The fact of the matter is that Medicaid and Medicare are costing taxpayers billions of dollars each year. If cannabis can make even a minimal dent in the yearly costs – then that would be a major win for the entire nation.

Cannabis can help reduce the need for expensive medicines and can be a natural alternative to many of the medications being prescribed to old people. For example, cannabis would potentially be able to be a far less risky drug for old aged folks than benzodiazepine who are prescribed for long term use in old people.

This fraction rose substantially with age, from 2.6% among those 18 to 35, to 8.7% in those 65 to 80. Long-term use—for more than 120 days—also increased markedly with age. Of people 65 to 80 who used benzodiazepines, 31.4% received prescriptions for long-term use, vs. 14.7% of adults 18 to 35 – SOURCE: NIH.Gov

Some of the side effects of benzodiazepine include;


  • drowsiness

  • light-headedness

  • confusion

  • unsteadiness (especially in older people, who may fall and experience injuries)

  • dizziness

  • slurred speech

  • muscle weakness

  • memory problems

  • constipation

  • nausea (feeling sick)

  • dry mouth

  • blurred vision.


Some less common side effects of benzodiazepines include:


  • headaches

  • low blood pressure

  • increased saliva production

  • digestive disturbances

  • rashes

  • sight problems, such as double vision

  • tremors (shaking)

  • changes in sexual desire

  • incontinence (loss of bladder control)

  • difficulty urinating.


Some rare side effects of benzodiazepines include:


  • blood disorders

  • jaundice (yellow skin)

  • gynecomastia (breast development in people assigned male at birth).
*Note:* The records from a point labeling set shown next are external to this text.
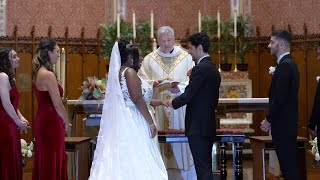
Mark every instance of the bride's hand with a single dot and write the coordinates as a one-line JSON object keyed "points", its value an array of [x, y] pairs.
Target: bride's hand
{"points": [[153, 130]]}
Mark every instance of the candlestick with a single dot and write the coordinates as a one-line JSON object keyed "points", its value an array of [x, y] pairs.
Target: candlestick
{"points": [[63, 69], [151, 31], [118, 25], [218, 23], [235, 22], [219, 52], [134, 24], [58, 67], [199, 21]]}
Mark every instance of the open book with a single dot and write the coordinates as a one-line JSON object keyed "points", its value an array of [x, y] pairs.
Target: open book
{"points": [[166, 84]]}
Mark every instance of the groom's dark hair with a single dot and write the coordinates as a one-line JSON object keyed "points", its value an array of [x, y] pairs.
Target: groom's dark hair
{"points": [[200, 39], [283, 34]]}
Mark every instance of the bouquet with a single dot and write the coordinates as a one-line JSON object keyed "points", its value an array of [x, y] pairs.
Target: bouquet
{"points": [[93, 88], [314, 149], [26, 151]]}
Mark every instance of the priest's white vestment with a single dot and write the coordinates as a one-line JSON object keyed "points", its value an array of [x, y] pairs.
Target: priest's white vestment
{"points": [[173, 66]]}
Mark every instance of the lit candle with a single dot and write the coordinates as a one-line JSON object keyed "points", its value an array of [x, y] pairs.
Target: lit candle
{"points": [[199, 21], [218, 23], [118, 25], [235, 22], [58, 72], [134, 24], [63, 68], [151, 25]]}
Compare this to the most common side effects of cannabis which include; mental slowness, impaired reaction times, and sometimes accentuation of anxiety. SOURCE: NIH


Simply put, if cannabis can supplant benzodiazepine within older generations, you’ll gain a net benefit simply due to the reduction of the side effects of the benzos themselves. This will reduce the cost of things like Medicare and Medicaid and ultimately provide greater benefits to the patients.